Situasi demikian menyebabkan rumah tangga Pramoedya Ananta Toer menghadapi krisis yang berkepanjangan, karena dia beserta isteri dan anak-anaknya tinggal di rumah mertua di sebuah gang kecil dekat Kober, Tanah Abang. Kesulitan ekonomi rmah tangga itu terbersit dalam beberapa tulisan Pram pada waktu itu atau tulisan belakangan tentang waktu itu, missal dalam tulisan yang berjudul “Sunyi Senyap di Siang Hidup” (Majalah Indonesia, Juni 1956). Saya sendiri pernah didatangi Pram ke rumah, yang dengan suara parau dalam menyatakan bahwa dia sudah beberapa hari tidak makan.

            Berpalingnya Pram ke arah kiri, tidak dapat dipisahkan dari pada kesulitan hidup yang dihadapinya pada masa-masa tersebut. Savitri Scherer dalam disertasinya tentang perubahan sikap Pram ke kiri menelitinya berdasarkan tulisan-tulisan Pram sendiri, tetapi tidak dihubungkan dengan kesulitan hidup yang dialami oleh Pram.
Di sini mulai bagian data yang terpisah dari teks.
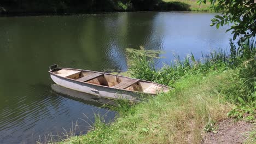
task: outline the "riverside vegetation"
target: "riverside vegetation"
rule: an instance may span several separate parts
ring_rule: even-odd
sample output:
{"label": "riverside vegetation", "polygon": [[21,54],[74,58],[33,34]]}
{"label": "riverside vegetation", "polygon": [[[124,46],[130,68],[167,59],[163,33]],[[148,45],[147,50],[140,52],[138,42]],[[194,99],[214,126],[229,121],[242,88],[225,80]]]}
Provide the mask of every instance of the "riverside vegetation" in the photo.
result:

Hal ini yang dapat dimengerti, karena pada waktu penulisan disetasi itu Pram masih dalam tahanan di Pulau Buru atau sudah bebas tetapi tetap diawasi. Padahal situasi rumah tangganya pada waktu itu juga ikut menentukan langkah Pram ke kiri.
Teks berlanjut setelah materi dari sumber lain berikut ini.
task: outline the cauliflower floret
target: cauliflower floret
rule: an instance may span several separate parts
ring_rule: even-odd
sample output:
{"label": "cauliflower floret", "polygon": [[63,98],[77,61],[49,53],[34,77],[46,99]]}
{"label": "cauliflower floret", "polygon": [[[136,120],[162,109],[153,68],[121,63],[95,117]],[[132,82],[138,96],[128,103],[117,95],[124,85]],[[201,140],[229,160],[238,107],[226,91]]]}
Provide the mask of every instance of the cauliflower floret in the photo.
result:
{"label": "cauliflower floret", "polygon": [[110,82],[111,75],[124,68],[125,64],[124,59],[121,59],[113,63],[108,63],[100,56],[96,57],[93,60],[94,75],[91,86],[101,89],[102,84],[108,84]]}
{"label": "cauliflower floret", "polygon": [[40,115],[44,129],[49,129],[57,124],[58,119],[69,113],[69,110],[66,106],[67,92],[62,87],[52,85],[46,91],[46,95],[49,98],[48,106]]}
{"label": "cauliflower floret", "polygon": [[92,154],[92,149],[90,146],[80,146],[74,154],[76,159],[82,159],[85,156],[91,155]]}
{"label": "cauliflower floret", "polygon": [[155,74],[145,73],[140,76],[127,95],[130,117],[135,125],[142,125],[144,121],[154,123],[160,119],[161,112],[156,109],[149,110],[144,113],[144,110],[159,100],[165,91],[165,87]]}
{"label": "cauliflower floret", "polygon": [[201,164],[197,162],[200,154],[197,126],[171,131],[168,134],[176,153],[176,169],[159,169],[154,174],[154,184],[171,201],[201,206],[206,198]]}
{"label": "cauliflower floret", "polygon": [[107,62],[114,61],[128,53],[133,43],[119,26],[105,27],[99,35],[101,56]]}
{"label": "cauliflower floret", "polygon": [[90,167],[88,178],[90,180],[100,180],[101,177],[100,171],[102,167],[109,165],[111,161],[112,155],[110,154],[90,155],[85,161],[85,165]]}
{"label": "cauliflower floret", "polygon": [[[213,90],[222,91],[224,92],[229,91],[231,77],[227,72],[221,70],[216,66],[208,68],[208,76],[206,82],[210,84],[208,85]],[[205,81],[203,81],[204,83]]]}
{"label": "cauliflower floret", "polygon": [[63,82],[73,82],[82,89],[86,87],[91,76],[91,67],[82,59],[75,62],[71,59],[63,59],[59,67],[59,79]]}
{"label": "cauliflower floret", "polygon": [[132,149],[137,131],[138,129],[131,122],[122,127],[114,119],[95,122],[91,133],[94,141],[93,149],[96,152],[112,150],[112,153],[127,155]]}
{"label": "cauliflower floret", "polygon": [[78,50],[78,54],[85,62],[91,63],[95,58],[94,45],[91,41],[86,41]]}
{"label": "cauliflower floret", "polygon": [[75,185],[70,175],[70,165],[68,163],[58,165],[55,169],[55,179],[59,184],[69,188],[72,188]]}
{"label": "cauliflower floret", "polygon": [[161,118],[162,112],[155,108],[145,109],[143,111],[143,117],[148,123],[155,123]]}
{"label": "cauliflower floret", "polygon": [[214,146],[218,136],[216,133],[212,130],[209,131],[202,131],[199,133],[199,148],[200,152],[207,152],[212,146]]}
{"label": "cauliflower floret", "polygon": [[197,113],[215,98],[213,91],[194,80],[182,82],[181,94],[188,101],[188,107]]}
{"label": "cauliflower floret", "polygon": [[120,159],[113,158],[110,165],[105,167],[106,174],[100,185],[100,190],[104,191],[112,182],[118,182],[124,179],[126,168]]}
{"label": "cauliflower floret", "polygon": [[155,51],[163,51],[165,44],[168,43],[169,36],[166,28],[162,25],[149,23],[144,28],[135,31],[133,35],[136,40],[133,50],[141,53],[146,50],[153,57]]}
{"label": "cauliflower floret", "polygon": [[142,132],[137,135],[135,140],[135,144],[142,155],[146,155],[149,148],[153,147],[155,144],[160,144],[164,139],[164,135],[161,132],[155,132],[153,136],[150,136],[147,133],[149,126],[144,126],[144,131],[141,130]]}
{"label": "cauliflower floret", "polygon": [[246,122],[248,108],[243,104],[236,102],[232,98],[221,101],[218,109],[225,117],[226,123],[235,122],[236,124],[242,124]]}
            Pada waktu-waktu itulah Pram didekati oleh A.S. Dharta yang saati itu menjadi sekretaris Jendral Lekra (Lembaga Kebudayaan Rakyat). Dharta memang salah seorang pendiri Lekra. Dalam tulisan yang dikumpulkan dan diterbitkannya dalam Nyanyi Sunyi Seorang Bisu Pram mengakui bahwa Dhartalah yang membukakan matanya terhadap kenyataan-kenyataan social dan akan pentingnya arti rakyat-juga dalam kesenian dan kesusasteraan. Pada waktu Pram sedang berada di puncak kesulitan hidup, Dharta memintanya menterjemahkan Ibunda karya Maksim Gorki untuk penerbit Lekra. Pesan menterjemahkan itu oleh Pram dianggap sebagai malaikat penolong yang menyelamatkan rumah tangganya. Sebelumnya Pram sudah banyak menterjemahkan antara lain untuk penerbit Kristen. Tetapi setelah dia dianggap kekiri-kirian, order menterjemahkan itu tak pernah ada lagi.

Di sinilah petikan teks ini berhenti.